The pubs open on Saturday in England, allowing people to mix in confined spaces and potentially transmit COVID-19.
In Friday’s Number 10 briefing, the Chief Medical Officer said
“The biggest risks are when lots of people from completely different households are brought together in close proximity indoors. And whether that’s in a pub or a cricket pavilion that is a high risk activity. And that’s the reason why the really quite onerous social distancing guidelines that are going to cause a significant change to pubs and cause difficulties for many publicans, and we all recognise that, are so essential. There is no doubt these are environments whose principle job it is to bring people together. That’s a great thing to do socially, but it’s also a great thing from the virus’s point of view. And therefore we do have to have a really clear and really disciplined approach to trying to maintain social distancing whilst also enjoying pubs, and this would be true in any other environment”

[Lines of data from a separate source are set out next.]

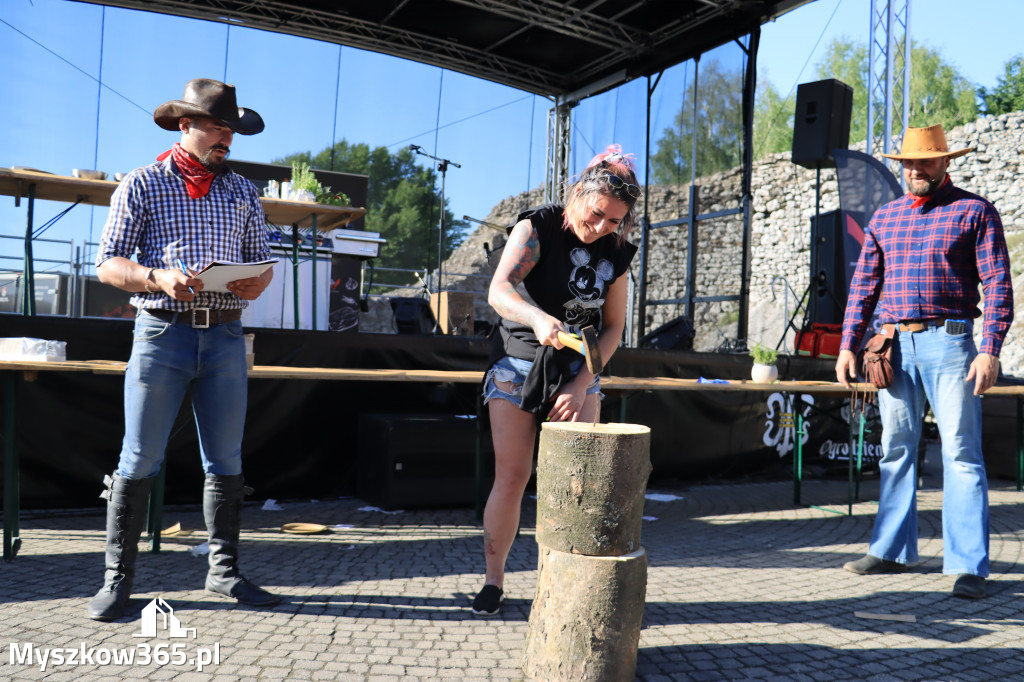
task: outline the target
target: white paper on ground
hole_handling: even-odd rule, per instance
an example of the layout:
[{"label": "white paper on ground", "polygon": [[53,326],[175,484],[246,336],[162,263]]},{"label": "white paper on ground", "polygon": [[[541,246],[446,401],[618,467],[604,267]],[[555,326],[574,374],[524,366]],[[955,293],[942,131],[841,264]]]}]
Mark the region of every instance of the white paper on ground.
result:
[{"label": "white paper on ground", "polygon": [[644,497],[655,502],[674,502],[675,500],[683,499],[678,495],[672,495],[670,493],[647,493]]}]

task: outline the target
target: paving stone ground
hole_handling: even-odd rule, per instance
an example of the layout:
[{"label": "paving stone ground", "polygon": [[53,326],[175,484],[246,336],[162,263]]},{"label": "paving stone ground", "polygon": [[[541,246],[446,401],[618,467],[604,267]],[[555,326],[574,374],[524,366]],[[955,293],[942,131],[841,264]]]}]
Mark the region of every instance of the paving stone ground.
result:
[{"label": "paving stone ground", "polygon": [[[990,482],[992,575],[989,596],[975,602],[950,596],[954,578],[942,575],[939,485],[941,473],[926,468],[922,561],[884,576],[841,568],[867,547],[877,499],[870,477],[852,515],[845,481],[806,481],[802,501],[816,506],[795,505],[789,482],[649,491],[678,499],[648,500],[645,509],[650,563],[637,679],[1024,679],[1024,493]],[[364,510],[356,499],[281,504],[281,511],[247,505],[242,544],[244,572],[284,595],[280,606],[243,608],[204,593],[206,557],[191,552],[200,533],[165,539],[159,554],[140,553],[133,611],[108,624],[85,616],[102,580],[99,507],[26,513],[18,557],[0,564],[0,679],[522,679],[536,585],[532,499],[509,559],[505,606],[493,619],[468,611],[483,571],[473,510],[390,514]],[[197,507],[168,508],[164,519],[202,528]],[[295,521],[332,529],[280,531]],[[195,628],[194,639],[163,629],[133,636],[141,633],[142,607],[156,597],[182,627]],[[91,664],[53,658],[66,650],[80,656],[83,647]],[[199,672],[193,659],[203,650],[219,660]],[[151,660],[104,660],[128,651]],[[51,656],[45,668],[35,658],[44,653]]]}]

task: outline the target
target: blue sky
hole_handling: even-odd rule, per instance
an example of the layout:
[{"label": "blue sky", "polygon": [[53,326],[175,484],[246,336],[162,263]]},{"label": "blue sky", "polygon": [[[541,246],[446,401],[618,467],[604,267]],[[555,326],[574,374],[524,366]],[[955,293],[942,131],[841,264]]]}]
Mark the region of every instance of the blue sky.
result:
[{"label": "blue sky", "polygon": [[[915,0],[911,34],[968,80],[992,87],[1022,49],[1012,31],[1024,25],[1024,3],[973,0],[969,17],[962,4]],[[832,38],[867,41],[869,7],[869,0],[816,0],[766,25],[761,72],[784,94],[816,80],[814,67]],[[965,30],[968,20],[977,28]],[[715,57],[738,64],[732,46]],[[663,76],[652,100],[652,139],[671,125],[692,68],[679,65]],[[260,135],[235,137],[236,159],[316,152],[342,138],[392,151],[418,144],[461,164],[447,175],[449,206],[456,216],[481,219],[501,199],[544,179],[546,99],[349,47],[67,0],[0,0],[0,73],[3,167],[64,175],[98,168],[113,175],[149,163],[178,139],[157,128],[153,109],[203,76],[234,83],[239,104],[267,122]],[[572,140],[576,170],[611,142],[636,152],[642,168],[645,90],[646,81],[638,80],[580,104]],[[36,225],[63,208],[39,202]],[[98,238],[105,217],[104,208],[77,207],[45,237],[81,246]],[[24,230],[24,204],[15,208],[10,197],[0,197],[0,235]],[[46,253],[40,245],[37,255],[41,249]],[[51,251],[63,257],[68,247]],[[0,239],[0,255],[20,252],[14,240]],[[0,259],[0,269],[10,267],[19,265]]]}]

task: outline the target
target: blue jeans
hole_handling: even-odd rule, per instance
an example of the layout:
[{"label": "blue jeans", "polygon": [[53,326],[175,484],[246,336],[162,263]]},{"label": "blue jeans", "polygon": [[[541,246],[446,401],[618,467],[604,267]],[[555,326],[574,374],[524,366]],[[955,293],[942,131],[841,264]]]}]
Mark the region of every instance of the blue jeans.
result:
[{"label": "blue jeans", "polygon": [[[500,398],[509,401],[516,407],[521,406],[523,404],[523,382],[526,381],[526,375],[530,373],[532,367],[532,360],[520,360],[511,355],[506,355],[495,362],[491,369],[488,370],[487,376],[484,377],[484,405],[495,398]],[[570,365],[573,376],[579,374],[582,368],[582,359],[575,360]],[[511,391],[503,391],[498,388],[497,384],[495,384],[496,381],[511,382]],[[590,382],[590,385],[587,386],[587,395],[593,393],[598,393],[601,397],[604,397],[604,394],[601,393],[601,375],[596,375],[594,380]]]},{"label": "blue jeans", "polygon": [[901,332],[893,384],[879,391],[881,491],[868,554],[912,563],[917,555],[917,447],[927,398],[942,439],[942,572],[988,577],[988,478],[981,452],[981,399],[968,369],[977,355],[964,334]]},{"label": "blue jeans", "polygon": [[220,476],[242,473],[248,377],[241,321],[193,329],[140,313],[124,377],[119,475],[140,479],[160,473],[189,389],[203,470]]}]

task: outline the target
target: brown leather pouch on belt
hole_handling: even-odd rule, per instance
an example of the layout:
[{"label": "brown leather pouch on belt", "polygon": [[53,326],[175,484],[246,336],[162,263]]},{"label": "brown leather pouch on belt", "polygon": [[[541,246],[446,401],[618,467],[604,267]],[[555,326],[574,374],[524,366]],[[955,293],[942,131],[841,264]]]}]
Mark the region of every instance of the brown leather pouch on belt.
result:
[{"label": "brown leather pouch on belt", "polygon": [[896,325],[883,324],[857,355],[860,373],[875,388],[892,385],[892,344],[895,343]]}]

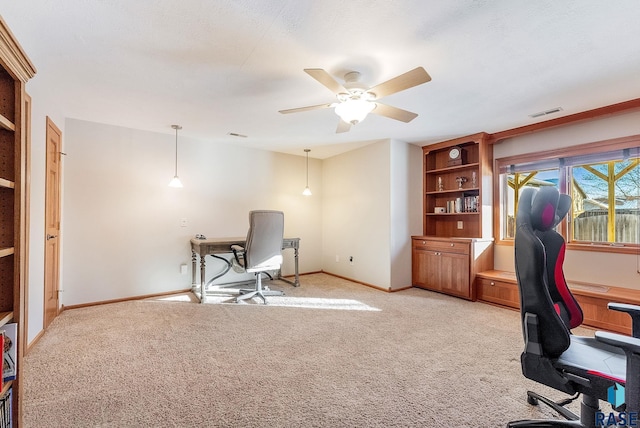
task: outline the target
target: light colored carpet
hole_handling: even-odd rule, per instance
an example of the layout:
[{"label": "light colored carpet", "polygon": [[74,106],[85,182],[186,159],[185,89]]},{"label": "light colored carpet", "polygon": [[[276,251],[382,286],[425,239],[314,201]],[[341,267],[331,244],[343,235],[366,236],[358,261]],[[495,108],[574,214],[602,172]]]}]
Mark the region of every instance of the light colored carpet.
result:
[{"label": "light colored carpet", "polygon": [[301,283],[272,283],[287,295],[267,306],[177,296],[63,312],[25,358],[24,426],[500,427],[553,416],[527,389],[565,397],[522,376],[515,311]]}]

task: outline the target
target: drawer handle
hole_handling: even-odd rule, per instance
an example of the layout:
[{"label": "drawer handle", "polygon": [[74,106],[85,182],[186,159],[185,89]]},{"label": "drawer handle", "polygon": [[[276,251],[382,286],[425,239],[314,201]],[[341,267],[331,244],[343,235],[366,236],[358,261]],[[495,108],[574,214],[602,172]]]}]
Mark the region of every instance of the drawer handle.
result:
[{"label": "drawer handle", "polygon": [[496,283],[495,283],[495,282],[493,282],[493,281],[491,281],[491,282],[490,282],[490,284],[491,284],[491,285],[496,285]]},{"label": "drawer handle", "polygon": [[424,245],[424,244],[426,244],[426,243],[427,243],[427,241],[422,241],[422,245]]},{"label": "drawer handle", "polygon": [[451,246],[453,247],[455,244],[451,244]]}]

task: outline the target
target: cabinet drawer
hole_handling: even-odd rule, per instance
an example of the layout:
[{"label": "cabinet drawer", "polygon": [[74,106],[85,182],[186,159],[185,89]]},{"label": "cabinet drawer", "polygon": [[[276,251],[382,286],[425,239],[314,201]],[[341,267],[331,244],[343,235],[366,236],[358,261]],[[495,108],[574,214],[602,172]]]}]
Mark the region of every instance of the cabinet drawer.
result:
[{"label": "cabinet drawer", "polygon": [[615,331],[622,334],[631,334],[631,317],[618,311],[607,308],[609,300],[606,298],[580,296],[577,293],[574,297],[582,308],[584,315],[584,325]]},{"label": "cabinet drawer", "polygon": [[440,251],[446,253],[469,254],[468,242],[430,241],[428,239],[414,239],[413,248],[421,251]]},{"label": "cabinet drawer", "polygon": [[515,309],[520,307],[520,294],[516,284],[486,278],[476,278],[476,281],[478,300]]}]

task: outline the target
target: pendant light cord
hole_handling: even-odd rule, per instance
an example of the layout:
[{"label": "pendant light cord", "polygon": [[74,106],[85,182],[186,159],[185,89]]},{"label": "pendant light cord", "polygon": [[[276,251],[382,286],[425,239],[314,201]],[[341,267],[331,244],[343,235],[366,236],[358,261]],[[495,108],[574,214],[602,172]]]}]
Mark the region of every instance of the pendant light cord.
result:
[{"label": "pendant light cord", "polygon": [[178,127],[176,126],[176,173],[175,176],[178,176]]},{"label": "pendant light cord", "polygon": [[173,129],[176,130],[176,167],[175,167],[175,176],[178,176],[178,129],[182,129],[180,125],[171,125]]},{"label": "pendant light cord", "polygon": [[305,152],[307,152],[307,187],[309,187],[309,149]]}]

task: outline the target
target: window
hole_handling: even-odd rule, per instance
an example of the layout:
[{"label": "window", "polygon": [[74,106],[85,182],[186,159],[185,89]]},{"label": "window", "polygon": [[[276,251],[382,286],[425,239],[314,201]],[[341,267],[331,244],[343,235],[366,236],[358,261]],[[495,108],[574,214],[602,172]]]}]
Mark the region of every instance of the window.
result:
[{"label": "window", "polygon": [[572,196],[558,226],[570,245],[640,247],[640,140],[497,159],[500,242],[515,237],[518,198],[527,187],[555,186]]}]

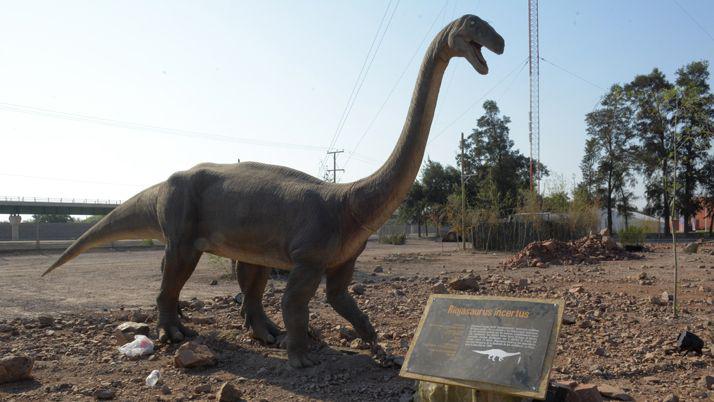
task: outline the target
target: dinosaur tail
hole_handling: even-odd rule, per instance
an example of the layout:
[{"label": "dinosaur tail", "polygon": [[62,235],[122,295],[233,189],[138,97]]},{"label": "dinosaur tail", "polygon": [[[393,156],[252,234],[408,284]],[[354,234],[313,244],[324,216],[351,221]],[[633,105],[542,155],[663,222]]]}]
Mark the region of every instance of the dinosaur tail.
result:
[{"label": "dinosaur tail", "polygon": [[91,248],[115,240],[163,239],[156,214],[159,186],[149,187],[116,207],[75,240],[42,276]]}]

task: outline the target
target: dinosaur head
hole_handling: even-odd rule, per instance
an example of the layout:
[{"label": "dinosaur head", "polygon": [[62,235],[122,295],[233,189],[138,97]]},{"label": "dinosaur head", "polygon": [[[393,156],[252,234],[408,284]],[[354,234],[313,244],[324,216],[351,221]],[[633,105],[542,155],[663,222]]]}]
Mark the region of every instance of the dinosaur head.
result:
[{"label": "dinosaur head", "polygon": [[466,58],[479,74],[488,74],[488,63],[481,48],[486,47],[496,54],[503,53],[503,37],[488,22],[475,15],[464,15],[449,24],[447,30],[449,56]]}]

Which regions of the country are particularly risky? Leicester for a start, where drinking in pubs is banned. Kirklees, Bradford, Blackburn, Rochdale, Rotherham, and Oldham have the next highest cases.
But there are vast swathes of the country that exceed the US Centers for Disease Control threshold for re-opening (10 cases per 100,000 people in a two-week period). While not equivalent, I have used 5 cases per 100,000 people in one week as a cut-off.
I have analyzed the latest Public Health England data to work out which parts of the country exceed these thresholds and plotted them on the map below.
This of course does not mean that other parts of the country are risk-free.
This article was updated on 4 July with the latest data for PHE specimen date for the week to 3 July 2020 inclusive.